LONDON/FRANKFURT (Reuters) - U.S. banks Morgan Stanley MS.N and Citigroup C.N have identified many of the roles that will need to be moved from Britain following its exit from the European Union, sources involved in the processes told Reuters.
Morgan Stanley, which bases the bulk of its European staff in Britain, will have to move up to 1,000 jobs in sales and trading, risk management, legal and compliance, as well as slimming the back office in favour of locations overseas, according to one source.
Citigroup, which already has a large banking unit in Dublin, will need to shift 100 positions in its sales and trading business, sources with knowledge of the matter said.
Leading financial firms warned for months before last June’s Brexit referendum that they would have to move some jobs if there was a leave vote, and have been working on plans for how they would do so for the past six months.
More details are starting to emerge after Prime Minister Theresa May confirmed Britain would leave the European single market, ending banks’ hopes they might retain “passporting” rights that let them sell their services across the EU out of their London hubs.
A spokesman for Morgan Stanley said no decisions had been taken with regard to its Brexit plans.
“Our focus is on ensuring that we can continue to service our clients whatever the Brexit outcome,” he said. “To that end, we continue to evaluate what changes we may need to make to our business”.
A spokeswoman for Citi declined to comment.
Morgan Stanley currently bases the vast majority of its European staff in Britain, employing around 6,000 people there. It has relied on passporting out of London to service it clients elsewhere in the EU.
In order to continue certain businesses such as trading European securities it will need to shift those operations to a licensed entity in the regional bloc.
The source said that given the bank already had a trading licence in Frankfurt, it was likely to move most of these jobs there despite some of the city’s other drawbacks.
“We don’t like Frankfurt but that’s the only place to go,” the source said. “Culturally, it’s not a vibrant city”.
The source added that U.S. regulators were expected to discourage U.S. banks from moving to countries with a poor country credit rating such as Ireland and Spain.
James Gorman, chairman and chief executive of Morgan Stanley, told analysts this week that Brexit was “a moving chessboard”.

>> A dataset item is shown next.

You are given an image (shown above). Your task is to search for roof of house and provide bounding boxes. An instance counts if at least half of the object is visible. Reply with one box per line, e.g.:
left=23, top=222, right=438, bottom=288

“We like the UK, we like the rule of law in the UK, [and] our aspiration is to keep as much of our business there as possible,” he said.
“But to the extent we have to comply with, obviously, the Brexit rules, we’ll be putting a headquarters somewhere in continental Europe and that will have some implications going forward”.
Investment banking roles, such as merger and acquisition bankers, are expected to be able to stay in London.
Citigroup, which has almost 60 percent of its European headcount based outside Britain, has a relative advantage over most other U.S. banks, given its Ireland banking outpost which is regulated by the European Central Bank.
However, it needs to bulk up sales and trading operations within the bloc and apply for the relevant licences to be able to continue trading with the rest of Europe if passporting rights are lost in a post-Brexit world.
Sources involved in its planning say the bank may have to move 100 or so people in its sales team because of that, though there has not yet been a decision on any location.
“Every business unit is currently discussing where to shift jobs, they won’t all go to one location,” one source said.